WHY I PAINT

By Elise Crohn

As a painter, and an expressive arts facilitator for almost 20 years, I see the creative process as a shamanic act.  A shaman is a tribal healer whose main duty is not to heal sick individuals within the tribe but to commune with the elements, land and creatures that support the tribe so that “right relationship” is maintained.  Right relationship ensures the health of the entire ecosystem.  While painting, images and colors come through us, move through our bodies out of our hands into the brush and onto the paper.  These images and colors are strange visitors from strange lands – messengers, warriors, and gift givers.  Like dreams and shamanic visions they have the capability of returning us and our tribe to “right relationship” among everything we are connected with if we allow their honest expression.  Also like dreaming, painting is something that everyone already knows how to do – the only special skill needed is a willingness to surrender to the process, to honor what arrives on the paper.
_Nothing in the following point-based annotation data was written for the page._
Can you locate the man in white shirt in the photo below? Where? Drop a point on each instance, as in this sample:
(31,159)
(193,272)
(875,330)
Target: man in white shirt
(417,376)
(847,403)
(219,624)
On Tuesday night Monica, one of my students, paints a horse – timidly at first.  She starts with only water on her brush outlining the shape.  Then she risks white paint.  Then some flesh color.  Finally, ever more brave, she paints the horse a chestnut brown.  The horse comes to life galloping through her world of sky, water and grass directly into a fire!  Such wildness and freedom!  The painter rigidly stands back from her painting, her lips pursed in scrutiny.

Does she see the magic that has just poured through her?  Or will she let her mind steal that magic and mystery because it doesn’t meet some mental standard?  I remember what my teacher has said to me and so many others, “looking and painting are two different activities.”  I attempt to explain this to Monica hoping it will be useful, knowing that her image deserves her entire love.
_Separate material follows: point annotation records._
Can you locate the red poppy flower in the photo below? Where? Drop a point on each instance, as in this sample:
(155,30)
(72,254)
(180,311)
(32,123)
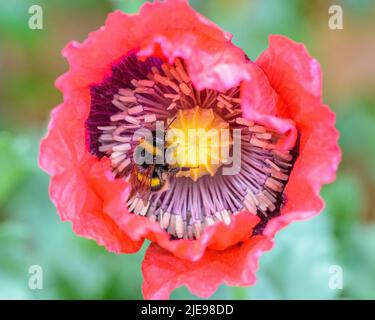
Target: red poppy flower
(169,63)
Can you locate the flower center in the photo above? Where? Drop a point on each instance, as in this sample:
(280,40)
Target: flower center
(205,183)
(198,140)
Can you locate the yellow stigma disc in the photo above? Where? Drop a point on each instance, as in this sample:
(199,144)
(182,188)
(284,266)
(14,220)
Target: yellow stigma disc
(197,139)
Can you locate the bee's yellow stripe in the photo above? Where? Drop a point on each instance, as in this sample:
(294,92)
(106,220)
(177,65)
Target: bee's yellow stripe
(150,148)
(154,181)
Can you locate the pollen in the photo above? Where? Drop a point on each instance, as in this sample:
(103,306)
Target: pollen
(193,189)
(196,140)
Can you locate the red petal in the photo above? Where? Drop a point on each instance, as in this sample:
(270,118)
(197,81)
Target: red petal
(235,266)
(297,79)
(213,61)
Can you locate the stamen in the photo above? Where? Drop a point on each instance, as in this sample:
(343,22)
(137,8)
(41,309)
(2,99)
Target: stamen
(141,92)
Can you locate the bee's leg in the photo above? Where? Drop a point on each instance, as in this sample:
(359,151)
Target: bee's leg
(174,170)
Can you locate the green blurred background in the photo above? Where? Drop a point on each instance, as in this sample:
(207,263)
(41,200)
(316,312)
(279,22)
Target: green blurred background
(298,267)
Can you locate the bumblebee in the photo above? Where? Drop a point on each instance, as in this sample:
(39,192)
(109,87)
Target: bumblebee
(152,177)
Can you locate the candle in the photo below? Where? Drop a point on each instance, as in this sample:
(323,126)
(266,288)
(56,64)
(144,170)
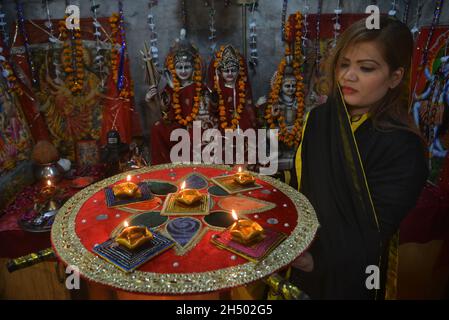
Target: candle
(49,189)
(244,178)
(133,237)
(188,196)
(236,217)
(127,189)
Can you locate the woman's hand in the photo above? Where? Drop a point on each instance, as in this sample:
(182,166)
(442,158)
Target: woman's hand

It’s much easier to see the inherent beauty and depth in each of my students’ first paintings than it was in my initial paintings.  I am awed by their willingness and by the risks they take.  And then I remember all those painting classes when my teachers would say at the end “just honor yourself for the risks you took tonight.”  Early on I though they were talking about everyone else, not me, or that it was one of those obligatory things that teachers say but don't necessarily mean.  Gradually though, hearing those words of encouragement wore away the granite of my resistance and my trust in the process grew much bigger than my fear of it.

Now it is Wednesday morning.  I am standing in my studio.  The sun streams in the windows lighting up Monica’s wild horse.  Christy’s buried copper woman, Lillith’s  ocean and underwater tree, Steve’s searching bluebirds, Diane’s x-ray woman surrounded by scribbled words and Kyle’s tribe of women with moons in their bellies under a sky full of snakes.
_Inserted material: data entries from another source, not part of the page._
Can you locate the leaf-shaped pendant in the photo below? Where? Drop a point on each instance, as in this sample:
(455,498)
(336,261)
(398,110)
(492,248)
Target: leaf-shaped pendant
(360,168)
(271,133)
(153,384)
I see so clearly that these beginning risks have come from the very heart of the Mystery, the limitless brave Creative Spirit within them that never dies, that always waits and is ready for the opportunity to light up a paper with galloping horses and wild brush fires.

And this is why I paint:  to touch that Mystery and to be humbled and raised up at the same time.  In every painting there are those moments when I am delivered to the door of the unknown and breathlessly step through the threshold as the surprising, possibly terrifying, always liberating, new image is allowed to pass through me onto the paper.

“OOOOHHH!  I didn’t know that!”  I exclaim inwardly (sometimes outwardly) as a messenger from beyond makes its way into my painting helping to paradoxically simplify and complicate the understanding I have of myself and the cosmos.

These images I paint are like lanterns, helping me to see into the dark, the dark fertile center of my own being and deep past of humanity into the collective unconscious.  In these moments, sometimes blessed hours and days, when my mind surrenders and releases its oh so “serious and real” concerns about the paint, color, shape of lines, proportion and all the rest, what is left is awe.  In awe I come into right relationship with everything around me, from the parts of myself and the images in my painting, to the humans and animals in my life, to the elements and the cosmos.  In awe I am alive and new and naked.

To learn to live nakedly again, unashamed, is the greatest hope I find and practice through painting.  As I practice this in painting I become more willing to stand in my naked truth in life – a revolutionary act that invites others to do the same.

May we all find tools, whether it be painting, meditating, yoga, dancing, gardening or walking in nature that help deliver us from the tyranny of a de-sacralized world view.  May we use these tools to find a re-enchanted, re-wilded, re-sacralized worl within and without that hums and brims over with life, beauty, soul, passion and zest because it has embraced the humus filled darkness and Mystery of imagination, soil and womb.  May we share these tools with each other ensuring the health and vibrancy of our tribe human, animal and elemental.